When you are investing, too many strategies will confuse you especially if you are a beginner. It is crucial that you know at least one strategy and make it happen, that is smart options. You have to master one basic strategy to be successful in the crypto market. Cryptocurrencies are basically digital currencies. Since it is a currency, it can be used as a form of exchange.
Introduction to cryptocurrencies
There are different cryptocurrencies in the world. As of April 2018, it came to 1,565. Cryptocurrencies are categorised based on the type. Types include transactional coins, platform coins, utility coins, security coins, and asset-backed tokens. Transactional coins are basically used for transactions; Bitcoins, Litecoin, Monero, and Dash are common examples. Platform coins allow the creation of applications like Ethereum, NEO, and Cardano.
The utility tokens, on the other hand, are designed for a particular task. Security tokens do not have an inherent use but companies issue it to raise funds. Lastly, the asset-backed tokens represent the underlying value of assets like fiat currencies and gold; it presents smart options to the investor because it is another way to invest in other assets.
So, what is the strategy?
Now that you know the basics, it is time to know the basic investment strategy. It is called “buy the dips”. This strategy is safe to utilise in a stagnant market – when the trend is going up.

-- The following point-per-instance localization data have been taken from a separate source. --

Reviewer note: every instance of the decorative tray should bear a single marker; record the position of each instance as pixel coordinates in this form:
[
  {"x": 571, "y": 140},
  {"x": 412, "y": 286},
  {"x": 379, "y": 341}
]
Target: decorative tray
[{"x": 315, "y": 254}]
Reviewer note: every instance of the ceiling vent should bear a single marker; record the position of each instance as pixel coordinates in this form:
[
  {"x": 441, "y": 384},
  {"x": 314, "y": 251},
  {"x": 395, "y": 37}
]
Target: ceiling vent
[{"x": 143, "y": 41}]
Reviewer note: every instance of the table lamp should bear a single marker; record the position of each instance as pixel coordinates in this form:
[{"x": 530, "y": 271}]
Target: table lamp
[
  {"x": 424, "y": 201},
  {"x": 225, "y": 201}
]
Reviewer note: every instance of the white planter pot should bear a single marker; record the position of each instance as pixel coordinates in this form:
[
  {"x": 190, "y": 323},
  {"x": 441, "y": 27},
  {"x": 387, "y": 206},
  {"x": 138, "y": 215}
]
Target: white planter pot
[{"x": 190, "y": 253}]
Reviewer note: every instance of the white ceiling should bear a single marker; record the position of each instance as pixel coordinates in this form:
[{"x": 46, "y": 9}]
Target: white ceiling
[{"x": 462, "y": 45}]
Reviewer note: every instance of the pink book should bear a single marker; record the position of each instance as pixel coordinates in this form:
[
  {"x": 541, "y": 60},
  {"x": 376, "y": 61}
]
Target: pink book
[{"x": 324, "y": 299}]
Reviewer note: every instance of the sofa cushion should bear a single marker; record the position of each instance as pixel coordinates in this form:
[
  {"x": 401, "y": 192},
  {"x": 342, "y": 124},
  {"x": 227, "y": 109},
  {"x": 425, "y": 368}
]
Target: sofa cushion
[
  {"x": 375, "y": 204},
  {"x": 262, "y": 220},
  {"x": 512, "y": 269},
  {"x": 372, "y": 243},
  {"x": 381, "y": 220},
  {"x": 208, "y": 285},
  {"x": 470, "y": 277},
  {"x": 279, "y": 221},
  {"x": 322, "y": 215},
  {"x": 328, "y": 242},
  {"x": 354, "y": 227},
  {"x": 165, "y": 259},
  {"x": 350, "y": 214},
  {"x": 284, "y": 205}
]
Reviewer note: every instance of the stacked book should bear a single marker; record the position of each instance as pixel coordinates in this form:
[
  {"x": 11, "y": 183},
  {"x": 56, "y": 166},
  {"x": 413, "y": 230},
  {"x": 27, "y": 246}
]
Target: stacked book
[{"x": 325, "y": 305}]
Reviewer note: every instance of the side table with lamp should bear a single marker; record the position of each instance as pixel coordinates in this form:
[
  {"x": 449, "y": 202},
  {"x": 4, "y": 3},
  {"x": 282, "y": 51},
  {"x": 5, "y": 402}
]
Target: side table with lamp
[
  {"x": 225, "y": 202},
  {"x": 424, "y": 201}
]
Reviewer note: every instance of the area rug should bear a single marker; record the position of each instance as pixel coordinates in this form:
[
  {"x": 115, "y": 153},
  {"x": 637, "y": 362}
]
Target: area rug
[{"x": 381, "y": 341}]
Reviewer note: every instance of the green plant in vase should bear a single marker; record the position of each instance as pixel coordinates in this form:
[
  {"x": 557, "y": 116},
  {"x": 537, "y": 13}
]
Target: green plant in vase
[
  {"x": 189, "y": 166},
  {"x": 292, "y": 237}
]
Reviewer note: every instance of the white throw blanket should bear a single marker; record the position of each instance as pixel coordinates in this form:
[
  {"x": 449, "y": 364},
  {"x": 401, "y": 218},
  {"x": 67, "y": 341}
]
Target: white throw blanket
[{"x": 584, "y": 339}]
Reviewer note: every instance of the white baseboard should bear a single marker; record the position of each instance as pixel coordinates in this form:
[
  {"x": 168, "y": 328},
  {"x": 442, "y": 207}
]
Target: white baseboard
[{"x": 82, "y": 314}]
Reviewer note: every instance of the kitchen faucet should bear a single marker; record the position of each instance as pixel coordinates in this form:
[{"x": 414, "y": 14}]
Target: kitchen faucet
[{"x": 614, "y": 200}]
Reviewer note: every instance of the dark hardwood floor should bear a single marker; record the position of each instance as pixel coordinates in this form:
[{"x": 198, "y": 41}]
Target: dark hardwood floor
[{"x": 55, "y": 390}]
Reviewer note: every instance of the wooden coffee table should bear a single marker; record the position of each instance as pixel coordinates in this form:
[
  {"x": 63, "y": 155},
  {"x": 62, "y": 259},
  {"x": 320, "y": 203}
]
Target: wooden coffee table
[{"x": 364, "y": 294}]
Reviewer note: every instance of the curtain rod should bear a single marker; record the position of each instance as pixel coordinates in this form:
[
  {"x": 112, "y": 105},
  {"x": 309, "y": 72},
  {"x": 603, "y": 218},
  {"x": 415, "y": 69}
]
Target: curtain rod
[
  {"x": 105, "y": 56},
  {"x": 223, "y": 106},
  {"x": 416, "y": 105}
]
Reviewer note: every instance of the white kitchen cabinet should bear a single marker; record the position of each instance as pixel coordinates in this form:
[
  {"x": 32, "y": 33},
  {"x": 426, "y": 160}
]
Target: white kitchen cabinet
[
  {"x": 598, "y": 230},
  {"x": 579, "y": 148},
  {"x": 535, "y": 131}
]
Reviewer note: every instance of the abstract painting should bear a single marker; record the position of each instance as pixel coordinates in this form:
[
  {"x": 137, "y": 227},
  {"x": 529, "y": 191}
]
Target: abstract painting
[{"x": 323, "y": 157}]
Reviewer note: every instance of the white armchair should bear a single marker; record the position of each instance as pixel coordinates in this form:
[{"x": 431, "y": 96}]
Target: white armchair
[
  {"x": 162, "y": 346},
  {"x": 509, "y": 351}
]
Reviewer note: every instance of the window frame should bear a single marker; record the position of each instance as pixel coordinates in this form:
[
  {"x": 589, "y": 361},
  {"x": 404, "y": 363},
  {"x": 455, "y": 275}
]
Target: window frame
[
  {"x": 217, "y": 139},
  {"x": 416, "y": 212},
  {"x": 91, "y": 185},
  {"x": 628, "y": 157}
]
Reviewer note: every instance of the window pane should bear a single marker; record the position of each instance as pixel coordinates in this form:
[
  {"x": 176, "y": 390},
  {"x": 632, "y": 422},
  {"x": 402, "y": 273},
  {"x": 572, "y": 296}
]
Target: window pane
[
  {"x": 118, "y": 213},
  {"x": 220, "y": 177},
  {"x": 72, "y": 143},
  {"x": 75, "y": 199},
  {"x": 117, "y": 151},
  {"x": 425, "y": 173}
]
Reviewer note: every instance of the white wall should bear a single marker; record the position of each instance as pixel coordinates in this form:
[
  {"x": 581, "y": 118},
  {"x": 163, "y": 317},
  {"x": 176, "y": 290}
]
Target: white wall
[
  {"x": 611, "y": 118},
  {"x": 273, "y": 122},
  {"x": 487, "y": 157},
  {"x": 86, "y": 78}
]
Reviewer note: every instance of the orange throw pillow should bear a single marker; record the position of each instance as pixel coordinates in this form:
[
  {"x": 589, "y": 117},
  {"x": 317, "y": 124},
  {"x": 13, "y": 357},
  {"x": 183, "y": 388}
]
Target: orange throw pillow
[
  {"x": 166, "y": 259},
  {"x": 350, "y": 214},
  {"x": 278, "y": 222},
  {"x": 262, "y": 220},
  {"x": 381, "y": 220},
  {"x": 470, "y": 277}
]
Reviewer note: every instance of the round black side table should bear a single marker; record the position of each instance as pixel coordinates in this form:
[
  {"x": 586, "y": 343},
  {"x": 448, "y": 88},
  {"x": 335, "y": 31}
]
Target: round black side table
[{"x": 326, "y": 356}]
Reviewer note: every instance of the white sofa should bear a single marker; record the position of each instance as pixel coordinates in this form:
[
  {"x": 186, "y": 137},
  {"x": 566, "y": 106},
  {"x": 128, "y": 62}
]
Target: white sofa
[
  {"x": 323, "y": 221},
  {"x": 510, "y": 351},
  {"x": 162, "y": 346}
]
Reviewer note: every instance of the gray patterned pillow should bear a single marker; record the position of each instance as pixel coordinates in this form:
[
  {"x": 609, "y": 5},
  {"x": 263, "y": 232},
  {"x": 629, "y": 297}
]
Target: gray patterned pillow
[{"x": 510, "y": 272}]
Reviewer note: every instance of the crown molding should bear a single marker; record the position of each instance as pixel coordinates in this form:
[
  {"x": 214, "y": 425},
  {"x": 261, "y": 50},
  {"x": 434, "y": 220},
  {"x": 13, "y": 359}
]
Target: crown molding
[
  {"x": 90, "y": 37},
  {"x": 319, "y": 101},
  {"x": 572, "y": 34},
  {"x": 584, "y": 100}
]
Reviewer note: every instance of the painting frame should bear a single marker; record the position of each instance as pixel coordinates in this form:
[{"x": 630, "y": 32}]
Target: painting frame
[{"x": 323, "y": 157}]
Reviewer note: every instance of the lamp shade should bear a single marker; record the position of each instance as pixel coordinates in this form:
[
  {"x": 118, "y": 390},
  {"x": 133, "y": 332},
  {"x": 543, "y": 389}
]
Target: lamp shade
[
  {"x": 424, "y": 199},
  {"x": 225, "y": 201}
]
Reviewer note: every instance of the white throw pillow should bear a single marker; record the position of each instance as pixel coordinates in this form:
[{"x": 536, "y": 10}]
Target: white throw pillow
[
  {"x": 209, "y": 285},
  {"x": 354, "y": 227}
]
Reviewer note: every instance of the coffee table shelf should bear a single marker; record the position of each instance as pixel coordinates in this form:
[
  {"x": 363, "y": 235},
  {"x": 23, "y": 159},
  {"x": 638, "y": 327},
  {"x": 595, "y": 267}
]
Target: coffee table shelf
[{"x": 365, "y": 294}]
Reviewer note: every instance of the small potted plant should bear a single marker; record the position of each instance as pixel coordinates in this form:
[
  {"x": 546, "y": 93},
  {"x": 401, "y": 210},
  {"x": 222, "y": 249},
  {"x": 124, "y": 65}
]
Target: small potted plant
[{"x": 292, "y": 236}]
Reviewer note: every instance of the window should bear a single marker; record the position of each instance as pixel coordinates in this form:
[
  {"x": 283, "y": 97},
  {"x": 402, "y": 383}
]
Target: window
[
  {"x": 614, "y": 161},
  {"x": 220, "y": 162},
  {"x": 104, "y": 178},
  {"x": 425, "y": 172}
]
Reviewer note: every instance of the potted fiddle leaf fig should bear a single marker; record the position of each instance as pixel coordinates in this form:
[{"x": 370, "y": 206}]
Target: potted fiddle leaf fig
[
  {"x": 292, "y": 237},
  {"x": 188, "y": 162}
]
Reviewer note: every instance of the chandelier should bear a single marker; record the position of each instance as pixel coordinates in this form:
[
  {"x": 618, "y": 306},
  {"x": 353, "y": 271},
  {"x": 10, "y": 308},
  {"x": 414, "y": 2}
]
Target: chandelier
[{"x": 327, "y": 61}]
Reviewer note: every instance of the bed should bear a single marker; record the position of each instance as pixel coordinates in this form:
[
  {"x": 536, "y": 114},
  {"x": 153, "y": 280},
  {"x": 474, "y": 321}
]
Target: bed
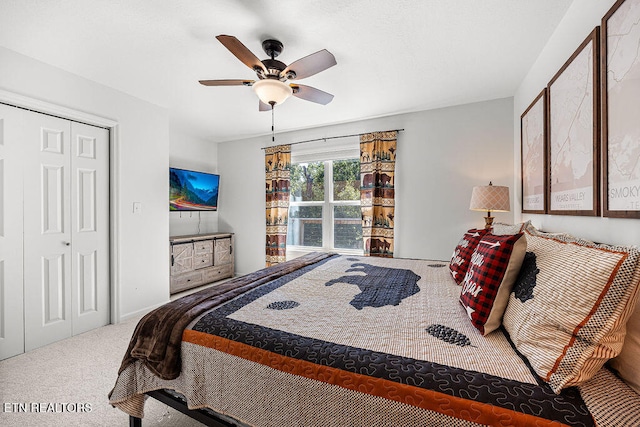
[{"x": 333, "y": 340}]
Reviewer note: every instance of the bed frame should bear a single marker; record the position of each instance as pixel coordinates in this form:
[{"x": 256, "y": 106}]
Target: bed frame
[{"x": 179, "y": 402}]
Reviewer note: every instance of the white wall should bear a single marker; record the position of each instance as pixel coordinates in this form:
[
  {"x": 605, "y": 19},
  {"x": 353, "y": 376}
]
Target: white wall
[
  {"x": 188, "y": 152},
  {"x": 142, "y": 161},
  {"x": 581, "y": 18},
  {"x": 441, "y": 155}
]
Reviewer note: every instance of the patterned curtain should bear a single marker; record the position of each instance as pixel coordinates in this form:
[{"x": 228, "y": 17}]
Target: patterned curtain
[
  {"x": 377, "y": 195},
  {"x": 277, "y": 165}
]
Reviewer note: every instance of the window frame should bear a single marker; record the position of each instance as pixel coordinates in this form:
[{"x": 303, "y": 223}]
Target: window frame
[{"x": 343, "y": 152}]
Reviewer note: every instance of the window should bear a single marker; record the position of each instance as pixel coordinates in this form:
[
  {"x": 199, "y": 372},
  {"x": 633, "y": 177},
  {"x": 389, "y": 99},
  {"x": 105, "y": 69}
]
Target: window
[{"x": 324, "y": 209}]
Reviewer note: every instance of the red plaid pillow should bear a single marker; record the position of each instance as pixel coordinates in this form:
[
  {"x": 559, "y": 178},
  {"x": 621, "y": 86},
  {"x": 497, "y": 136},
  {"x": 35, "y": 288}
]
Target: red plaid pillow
[
  {"x": 462, "y": 254},
  {"x": 492, "y": 272}
]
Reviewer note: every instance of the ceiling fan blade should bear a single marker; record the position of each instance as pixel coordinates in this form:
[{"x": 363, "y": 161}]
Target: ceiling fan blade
[
  {"x": 312, "y": 94},
  {"x": 232, "y": 82},
  {"x": 241, "y": 52},
  {"x": 310, "y": 65},
  {"x": 263, "y": 106}
]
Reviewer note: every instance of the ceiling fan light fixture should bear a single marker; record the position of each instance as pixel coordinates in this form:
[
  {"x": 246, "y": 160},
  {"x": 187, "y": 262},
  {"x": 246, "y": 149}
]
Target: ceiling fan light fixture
[{"x": 272, "y": 91}]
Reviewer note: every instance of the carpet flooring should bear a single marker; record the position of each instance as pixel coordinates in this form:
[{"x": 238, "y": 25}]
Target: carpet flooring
[{"x": 67, "y": 383}]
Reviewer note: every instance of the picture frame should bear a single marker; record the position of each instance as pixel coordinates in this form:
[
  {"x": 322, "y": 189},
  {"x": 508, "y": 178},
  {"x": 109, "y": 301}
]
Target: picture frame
[
  {"x": 573, "y": 133},
  {"x": 620, "y": 67},
  {"x": 533, "y": 155}
]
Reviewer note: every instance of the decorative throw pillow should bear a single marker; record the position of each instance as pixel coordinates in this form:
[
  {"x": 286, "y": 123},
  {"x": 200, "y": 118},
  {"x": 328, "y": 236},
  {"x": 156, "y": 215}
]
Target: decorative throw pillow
[
  {"x": 569, "y": 318},
  {"x": 462, "y": 253},
  {"x": 627, "y": 364},
  {"x": 487, "y": 285},
  {"x": 501, "y": 229}
]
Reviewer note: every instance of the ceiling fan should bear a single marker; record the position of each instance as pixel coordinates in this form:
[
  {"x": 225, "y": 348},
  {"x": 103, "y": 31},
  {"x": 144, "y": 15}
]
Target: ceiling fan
[{"x": 271, "y": 86}]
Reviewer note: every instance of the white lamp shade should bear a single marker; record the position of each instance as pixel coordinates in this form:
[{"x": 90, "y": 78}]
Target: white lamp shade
[
  {"x": 271, "y": 90},
  {"x": 490, "y": 198}
]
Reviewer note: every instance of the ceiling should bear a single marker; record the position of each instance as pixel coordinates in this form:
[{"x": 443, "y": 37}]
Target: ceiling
[{"x": 392, "y": 56}]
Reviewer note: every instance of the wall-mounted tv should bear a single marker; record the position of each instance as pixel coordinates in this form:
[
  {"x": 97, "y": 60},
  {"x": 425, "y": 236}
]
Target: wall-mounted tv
[{"x": 193, "y": 191}]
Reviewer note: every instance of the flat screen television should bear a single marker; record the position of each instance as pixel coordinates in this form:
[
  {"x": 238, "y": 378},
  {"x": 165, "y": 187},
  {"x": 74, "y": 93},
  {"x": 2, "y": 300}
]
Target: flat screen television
[{"x": 193, "y": 191}]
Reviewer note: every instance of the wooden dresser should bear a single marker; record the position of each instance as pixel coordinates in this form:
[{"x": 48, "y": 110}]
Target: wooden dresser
[{"x": 198, "y": 259}]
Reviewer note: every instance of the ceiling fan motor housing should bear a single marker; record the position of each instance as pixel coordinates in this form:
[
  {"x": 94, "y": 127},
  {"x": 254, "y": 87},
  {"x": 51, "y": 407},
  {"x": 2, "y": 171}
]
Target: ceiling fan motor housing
[{"x": 274, "y": 68}]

Explaining the “buy the dips” strategy more
“Buying the dip” happens when there has been a significant plunge in the price of a particular cryptocurrency. For investors purchasing cryptocurrency after there has been a plunge, it is like buying it at a discounted price. However, it does not mean that you have to go all in when the price of the currency is going down.
How to do it?
If you consider this, you should purchase incrementally as the prices go down. Aim to buy more as the prices decrease further. You should also wait until the price of the crypto settles before buying – this is to ensure that it shows signs of recovering.
As you go along, you will also begin to understand the importance of a balanced portfolio. While others are focusing on one type of cryptocurrency, you should consider balancing your portfolio based on different types of cryptocurrencies. This is to mitigate your risk. Browse through smart options for reference or inspiration.
Whether it is a traditional or alternative investment, strategies are crucial in the implementation and success of the investment. Do for forget to set your goals before indulging because it will serve as your guide.